Lead Image © bowie15, 123RF.com

Lead Image © bowie15, 123RF.com

Collecting application logfiles with Kubernetes

Attentive Co-Driver

Article from ADMIN 66/2021
By
Modern scale-out environments with containers make log collection difficult. We present concepts and methods for collecting application logfiles with a sidecar container in Kubernetes environments.

When a large, monolithic virtual machine (VM) with all services is replaced by a group of several cooperating containers, each running only one service, containerized applications scale the number of respective containers as required to improve availability and performance and allow for the individual components of an application to be changed separately (e.g., to complete an update).

Web applications are the classic example of a modern scale-out architecture. A number of containers handle the database back end, and still others host a classic network filesystem for static content. A scaling group runs the application's web front end. Redundant containers with a message bus or a key value store provide communication for all the components involved. The front-end application developers can dynamically change and update their part of the application without disturbing the functionality of the back end or other components.

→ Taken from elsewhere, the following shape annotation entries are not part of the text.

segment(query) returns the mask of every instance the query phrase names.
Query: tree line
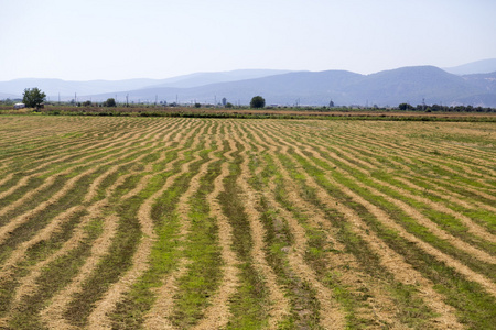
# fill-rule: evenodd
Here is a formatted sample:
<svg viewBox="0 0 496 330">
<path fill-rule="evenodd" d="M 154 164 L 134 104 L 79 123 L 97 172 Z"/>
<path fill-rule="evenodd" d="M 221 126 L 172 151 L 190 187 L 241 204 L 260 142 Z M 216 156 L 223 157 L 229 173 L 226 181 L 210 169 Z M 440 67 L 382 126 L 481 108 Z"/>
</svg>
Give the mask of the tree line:
<svg viewBox="0 0 496 330">
<path fill-rule="evenodd" d="M 495 108 L 473 107 L 473 106 L 440 106 L 440 105 L 418 105 L 413 107 L 409 103 L 401 103 L 398 110 L 405 111 L 424 111 L 424 112 L 496 112 Z"/>
</svg>

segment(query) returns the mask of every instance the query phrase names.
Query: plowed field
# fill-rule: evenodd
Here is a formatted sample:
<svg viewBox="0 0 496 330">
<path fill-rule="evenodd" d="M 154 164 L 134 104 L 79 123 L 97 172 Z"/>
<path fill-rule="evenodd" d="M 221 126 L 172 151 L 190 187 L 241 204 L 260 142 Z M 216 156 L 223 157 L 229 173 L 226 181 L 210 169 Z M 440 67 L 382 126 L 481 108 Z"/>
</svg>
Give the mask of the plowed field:
<svg viewBox="0 0 496 330">
<path fill-rule="evenodd" d="M 494 329 L 496 125 L 0 117 L 1 329 Z"/>
</svg>

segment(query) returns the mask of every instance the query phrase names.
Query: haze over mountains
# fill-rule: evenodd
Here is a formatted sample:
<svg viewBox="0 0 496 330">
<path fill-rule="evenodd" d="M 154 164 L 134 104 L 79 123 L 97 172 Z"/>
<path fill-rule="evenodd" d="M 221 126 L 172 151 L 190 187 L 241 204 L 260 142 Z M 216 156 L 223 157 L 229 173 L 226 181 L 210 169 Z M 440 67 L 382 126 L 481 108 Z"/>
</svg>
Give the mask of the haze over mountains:
<svg viewBox="0 0 496 330">
<path fill-rule="evenodd" d="M 402 67 L 371 75 L 345 70 L 289 72 L 234 70 L 197 73 L 168 79 L 128 79 L 118 81 L 64 81 L 60 79 L 15 79 L 0 81 L 0 99 L 15 98 L 24 88 L 39 87 L 50 100 L 58 96 L 67 101 L 118 102 L 166 101 L 214 103 L 226 98 L 247 105 L 261 95 L 268 105 L 398 106 L 472 105 L 496 107 L 496 59 L 479 61 L 452 68 L 434 66 Z"/>
</svg>

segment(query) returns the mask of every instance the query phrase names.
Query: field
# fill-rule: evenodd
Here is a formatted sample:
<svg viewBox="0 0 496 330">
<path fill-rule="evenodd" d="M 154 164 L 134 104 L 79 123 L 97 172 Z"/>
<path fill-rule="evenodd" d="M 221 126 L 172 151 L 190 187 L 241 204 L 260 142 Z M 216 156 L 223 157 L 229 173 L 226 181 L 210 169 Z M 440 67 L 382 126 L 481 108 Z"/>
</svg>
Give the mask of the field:
<svg viewBox="0 0 496 330">
<path fill-rule="evenodd" d="M 494 122 L 0 117 L 1 329 L 494 329 Z"/>
</svg>

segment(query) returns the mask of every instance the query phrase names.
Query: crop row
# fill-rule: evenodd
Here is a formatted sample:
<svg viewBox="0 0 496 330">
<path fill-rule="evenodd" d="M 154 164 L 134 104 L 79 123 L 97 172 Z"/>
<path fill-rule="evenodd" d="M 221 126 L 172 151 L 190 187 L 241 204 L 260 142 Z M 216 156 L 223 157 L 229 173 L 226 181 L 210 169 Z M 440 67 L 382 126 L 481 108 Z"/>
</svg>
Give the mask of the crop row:
<svg viewBox="0 0 496 330">
<path fill-rule="evenodd" d="M 490 123 L 0 118 L 0 327 L 488 329 Z"/>
</svg>

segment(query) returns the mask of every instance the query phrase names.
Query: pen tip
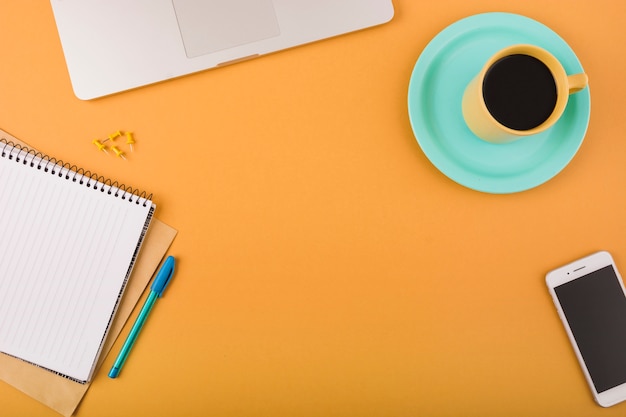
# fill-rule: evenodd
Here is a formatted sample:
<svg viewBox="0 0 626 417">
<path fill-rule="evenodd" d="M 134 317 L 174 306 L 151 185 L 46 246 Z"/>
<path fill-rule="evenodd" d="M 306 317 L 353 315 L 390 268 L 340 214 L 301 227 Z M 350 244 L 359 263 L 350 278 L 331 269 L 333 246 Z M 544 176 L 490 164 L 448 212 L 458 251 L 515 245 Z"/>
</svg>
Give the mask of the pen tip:
<svg viewBox="0 0 626 417">
<path fill-rule="evenodd" d="M 120 374 L 120 368 L 117 367 L 113 367 L 111 368 L 111 370 L 109 371 L 109 378 L 117 378 L 117 376 Z"/>
</svg>

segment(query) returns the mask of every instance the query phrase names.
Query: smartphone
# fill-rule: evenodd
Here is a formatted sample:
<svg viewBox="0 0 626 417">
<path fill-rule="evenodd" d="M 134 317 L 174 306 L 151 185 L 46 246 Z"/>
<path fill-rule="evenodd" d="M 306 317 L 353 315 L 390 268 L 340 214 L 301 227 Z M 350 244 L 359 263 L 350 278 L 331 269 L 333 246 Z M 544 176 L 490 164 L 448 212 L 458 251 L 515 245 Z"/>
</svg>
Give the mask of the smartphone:
<svg viewBox="0 0 626 417">
<path fill-rule="evenodd" d="M 555 269 L 546 283 L 596 402 L 626 400 L 626 291 L 611 255 Z"/>
</svg>

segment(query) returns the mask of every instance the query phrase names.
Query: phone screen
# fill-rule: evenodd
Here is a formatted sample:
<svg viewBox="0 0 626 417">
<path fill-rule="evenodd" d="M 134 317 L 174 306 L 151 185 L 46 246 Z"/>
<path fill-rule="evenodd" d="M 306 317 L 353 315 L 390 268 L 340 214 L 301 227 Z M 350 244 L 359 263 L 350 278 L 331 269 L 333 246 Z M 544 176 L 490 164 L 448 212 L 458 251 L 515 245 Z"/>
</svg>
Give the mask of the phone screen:
<svg viewBox="0 0 626 417">
<path fill-rule="evenodd" d="M 598 393 L 626 383 L 626 296 L 612 266 L 555 287 Z"/>
</svg>

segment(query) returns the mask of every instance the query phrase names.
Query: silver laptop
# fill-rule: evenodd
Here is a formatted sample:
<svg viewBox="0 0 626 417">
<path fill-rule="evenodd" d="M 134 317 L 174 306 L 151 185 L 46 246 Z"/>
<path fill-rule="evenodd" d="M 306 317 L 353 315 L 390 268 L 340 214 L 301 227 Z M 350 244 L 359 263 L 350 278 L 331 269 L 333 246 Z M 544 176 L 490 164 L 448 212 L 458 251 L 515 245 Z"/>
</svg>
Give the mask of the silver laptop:
<svg viewBox="0 0 626 417">
<path fill-rule="evenodd" d="M 385 23 L 391 0 L 51 0 L 76 96 L 102 97 Z"/>
</svg>

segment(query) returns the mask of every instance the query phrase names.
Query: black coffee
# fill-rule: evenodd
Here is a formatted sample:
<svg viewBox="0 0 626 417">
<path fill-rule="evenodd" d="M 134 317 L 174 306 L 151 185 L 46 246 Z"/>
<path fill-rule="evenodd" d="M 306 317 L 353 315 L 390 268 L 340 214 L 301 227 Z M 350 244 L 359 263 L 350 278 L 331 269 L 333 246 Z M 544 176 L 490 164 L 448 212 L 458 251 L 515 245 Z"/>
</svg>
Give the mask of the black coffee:
<svg viewBox="0 0 626 417">
<path fill-rule="evenodd" d="M 552 114 L 556 83 L 550 69 L 537 58 L 509 55 L 485 74 L 483 97 L 498 122 L 511 129 L 529 130 Z"/>
</svg>

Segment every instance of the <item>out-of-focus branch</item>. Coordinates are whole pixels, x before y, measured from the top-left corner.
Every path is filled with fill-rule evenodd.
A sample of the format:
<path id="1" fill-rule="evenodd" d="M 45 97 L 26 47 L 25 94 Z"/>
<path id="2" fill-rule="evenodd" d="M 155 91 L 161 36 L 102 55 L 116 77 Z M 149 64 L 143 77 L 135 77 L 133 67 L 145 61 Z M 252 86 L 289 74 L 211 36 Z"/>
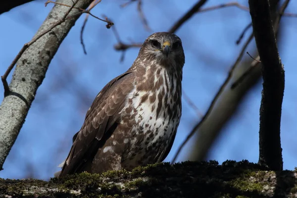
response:
<path id="1" fill-rule="evenodd" d="M 73 5 L 72 6 L 71 6 L 71 5 L 65 4 L 64 3 L 59 3 L 58 2 L 53 2 L 53 1 L 52 1 L 50 0 L 48 0 L 46 2 L 46 4 L 45 4 L 46 6 L 49 3 L 50 3 L 50 2 L 54 3 L 54 4 L 60 5 L 65 6 L 66 7 L 69 7 L 70 8 L 68 10 L 69 12 L 70 12 L 72 9 L 72 8 L 76 8 L 76 9 L 78 9 L 78 10 L 80 10 L 80 11 L 76 12 L 75 13 L 74 13 L 73 14 L 72 14 L 70 16 L 68 16 L 69 12 L 67 12 L 67 13 L 66 13 L 65 14 L 65 15 L 64 15 L 63 18 L 61 18 L 60 20 L 59 20 L 57 21 L 56 21 L 56 22 L 54 23 L 53 25 L 50 26 L 48 29 L 45 30 L 44 32 L 40 33 L 37 36 L 36 36 L 31 41 L 30 41 L 29 43 L 25 44 L 24 45 L 24 46 L 23 46 L 23 48 L 22 48 L 21 50 L 19 52 L 19 53 L 17 54 L 17 55 L 15 57 L 15 58 L 14 58 L 14 59 L 13 59 L 11 64 L 10 64 L 10 65 L 8 66 L 8 67 L 7 68 L 7 69 L 6 70 L 6 71 L 5 71 L 5 72 L 4 73 L 3 75 L 1 76 L 1 80 L 2 81 L 2 82 L 3 83 L 3 86 L 4 87 L 4 97 L 8 96 L 8 95 L 10 92 L 10 91 L 8 87 L 8 83 L 6 81 L 7 77 L 8 76 L 8 75 L 9 74 L 9 73 L 10 73 L 10 72 L 11 71 L 11 70 L 12 70 L 12 69 L 13 68 L 14 65 L 17 62 L 17 61 L 19 60 L 19 59 L 20 58 L 21 56 L 24 53 L 25 50 L 28 48 L 29 48 L 31 45 L 32 45 L 33 44 L 35 43 L 36 42 L 36 41 L 37 41 L 38 39 L 39 39 L 40 38 L 41 38 L 43 36 L 44 36 L 46 34 L 50 32 L 50 31 L 51 31 L 53 28 L 56 27 L 57 26 L 59 25 L 62 23 L 64 22 L 66 20 L 70 19 L 73 17 L 77 16 L 78 15 L 80 15 L 82 13 L 86 13 L 88 14 L 91 15 L 91 16 L 93 16 L 94 17 L 95 17 L 98 19 L 99 19 L 101 21 L 102 21 L 107 23 L 107 24 L 106 25 L 106 27 L 107 28 L 109 28 L 112 25 L 113 25 L 113 23 L 112 23 L 112 22 L 109 21 L 107 20 L 101 19 L 95 15 L 94 15 L 93 14 L 92 14 L 90 12 L 90 10 L 85 10 L 85 9 L 83 9 L 80 7 L 75 7 L 74 5 L 75 5 L 75 3 L 73 3 Z"/>
<path id="2" fill-rule="evenodd" d="M 136 0 L 132 0 L 122 5 L 122 6 L 126 6 L 128 3 L 130 3 L 132 2 L 135 1 Z M 194 6 L 188 12 L 187 12 L 184 16 L 183 16 L 180 19 L 179 19 L 173 26 L 172 27 L 168 30 L 168 32 L 171 32 L 174 33 L 181 26 L 183 25 L 184 23 L 187 21 L 189 18 L 190 18 L 195 13 L 199 10 L 199 9 L 202 6 L 207 0 L 199 0 Z M 138 44 L 138 43 L 133 43 L 131 44 L 125 44 L 121 41 L 120 41 L 120 39 L 119 37 L 118 36 L 118 34 L 116 30 L 114 28 L 114 33 L 115 34 L 115 37 L 117 38 L 118 44 L 115 45 L 114 46 L 114 48 L 115 50 L 121 50 L 123 51 L 123 53 L 122 55 L 122 58 L 121 58 L 121 60 L 122 60 L 123 54 L 124 54 L 124 52 L 127 49 L 130 48 L 134 48 L 134 47 L 141 47 L 142 46 L 142 44 Z"/>
<path id="3" fill-rule="evenodd" d="M 259 163 L 283 169 L 280 127 L 285 72 L 278 51 L 268 0 L 249 0 L 253 33 L 262 62 Z"/>
<path id="4" fill-rule="evenodd" d="M 275 33 L 277 33 L 277 30 L 278 29 L 281 17 L 283 16 L 284 12 L 285 12 L 285 10 L 287 8 L 289 2 L 290 0 L 286 0 L 286 1 L 283 3 L 283 5 L 282 5 L 280 8 L 279 14 L 277 15 L 276 19 L 275 19 L 275 23 L 274 23 L 274 25 L 273 25 L 274 31 Z M 257 61 L 259 61 L 260 60 L 260 57 L 258 56 L 254 59 L 255 59 Z M 234 89 L 238 85 L 241 83 L 241 82 L 245 79 L 245 78 L 246 78 L 251 72 L 252 72 L 254 69 L 256 68 L 256 67 L 255 66 L 259 66 L 260 65 L 260 64 L 252 64 L 250 67 L 232 84 L 231 85 L 231 89 Z"/>
<path id="5" fill-rule="evenodd" d="M 0 14 L 23 4 L 33 1 L 34 0 L 1 0 L 0 1 Z"/>
<path id="6" fill-rule="evenodd" d="M 231 6 L 235 6 L 238 7 L 238 8 L 242 9 L 243 10 L 249 11 L 249 8 L 248 7 L 246 6 L 241 5 L 238 2 L 230 2 L 229 3 L 220 4 L 218 5 L 214 5 L 208 7 L 206 7 L 205 8 L 200 9 L 199 10 L 197 11 L 197 12 L 204 12 L 208 11 L 214 10 L 220 8 L 223 8 L 224 7 L 231 7 Z M 292 13 L 283 13 L 281 14 L 282 16 L 288 16 L 290 17 L 297 17 L 297 14 Z"/>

However, a scale-out architecture also comes with a whole series of challenges – and not just for application developers. Administrators of a scaling environment also need to stay on top of things: both metrics and logs. In monolithic scenarios, the administrator can simply integrate a log collector client into the application VM and provide it with static configurations. However, this scenario no longer works for dynamically scaling environments, where logs come from a great many containers with ever-changing names and addresses.

Most commercial Kubernetes implementations take care of metrics out of the box because the management layer needs information such as the CPU load and memory usage of individual pods and containers (e.g., to trigger scale-up or scale-down tasks). However, logs are a different story because users have to take care of collecting the application logs themselves.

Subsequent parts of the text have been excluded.